- Born: William Ti Jr. Tondo, Manila, Philippines
- Education: Bachelor’s degree in Architecture, University of Santo Tomas (2002); Master’s degree in Urban Design, National University of Singapore (2012);
- Occupation: Architect
- Years active: 2007–present
- Known for: Founder and Principal Architect of WTA Architecture and Design Studio; Creator of the Anthology Architecture and Design Festival;
- Notable work: Ferdinand E. Marcos Stadium; Horizon Manila; Pasig River Esplanade; The Book Stop Project;
- Awards: Archdaily Building of the Year - Sports; WAFX Overall Award; Ani ng Dangal Award;
- Website: https://www.wtadesignstudio.com/

= William Ti =

Filipino architect

William Ti is a Filipino architect, urban planner, and advocate of social architecture. He is the founder and principal architect of WTA Architecture and Design Studio, a firm known for its human-centered and sustainable design approach. Ti is also the founder of the Anthology Architecture and Design Festival, a platform that promotes architectural discourse in Southeast Asia.

== Early life and education ==
William Ti Jr. was born and raised in Tondo, Manila, where he developed an appreciation for the social and personal scale of urban spaces. His early exposure to city life influenced his architectural philosophy, particularly his focus on how spaces foster interaction and community engagement. As a child, Ti was an avid comic book enthusiast, drawing inspiration from Spider-Man comics to sketch cityscapes and buildings. His love for reading extended to fantasy and fiction novels, fueling his imagination and deepening his interest in design. Ti earned his bachelor's degree in architecture from the University of Santo Tomas (UST) in 2002. He later pursued a master's degree in urban design at the National University of Singapore (NUS), which he completed in 2012.

== Career ==

=== WTA Architecture and Design Studio ===
In 2007, William Ti founded WTA Architecture and Design Studio, a Manila-based firm specializing in urban planning, architecture, and commercial development. WTA is ranked one of Top 10 Architectural Firms in the Philippines by BCI Asia and World Architecture 100 Firms.

The studio is known for social architecture, a philosophy that prioritizes human-centered and sustainable design solutions.

In 2020, Ti expanded WTA's presence by opening an office in Shenzhen, China, aiming to establish a Philippine-based design firm as a major regional and global player.

=== Anthology Architecture and Design Festival ===
In 2016, Ti launched the Anthology Architecture and Design Festival, an annual event that gathers architects, designers, and urban planners to discuss contemporary issues in architecture and urbanism.

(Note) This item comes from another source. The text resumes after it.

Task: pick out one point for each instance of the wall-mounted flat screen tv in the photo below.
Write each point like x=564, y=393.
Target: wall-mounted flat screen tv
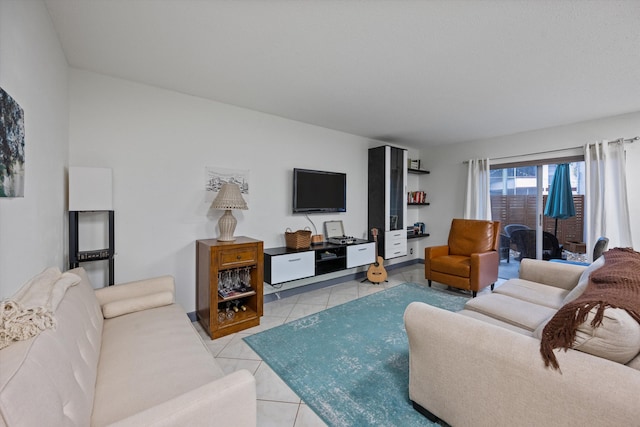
x=319, y=191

The festival has since become a premier platform for architectural discourse in Southeast Asia.

== Notable projects ==

- Ferdinand E. Marcos Stadium – A 12,000 capacity stadium that pioneers an open stadium park concept.
- The Book Stop Project – A network of microlibraries that is completely free and open to the public.
- Pasig River Esplanade – A rehabilitation project of the 26 km Pasig River that runs through the middle of Metro Manila.
- BSP Security Plant Complex – Award-winning bank office building design.
- Horizon Manila – A large-scale urban reclamation project aimed at redefining Manila's waterfront.
- Emergency Quarantine Facilities (EQF) – A rapid-response COVID-19 facility that gained international recognition.

== Awards and recognition ==

- Archdaily Building of the Year (2025) – Ferdinand E. Marcos Stadium - Sports Category.
- Outstanding Professional of the Year Award (2023) – Awarded by the Philippine Regulation Commission - Architecture category
- Ani ng Dangal Award (2022/2023) – An annual award given by the National Commission for Culture and the Arts to honor Filipino artists and talent.
- Silver A’ Design Award (2022) – Architecture, Building, and Structure Design Category.
- B1M Construction Story of the Year (2021) – For Emergency Quarantine Facilities.
- WAFX Award (2021) – Overall Winner for the Horizon Manila project.
- Architizer A+ Award (2017) – The Bookstop Project - Jury and People's Choice Award - Institutional - Libraries.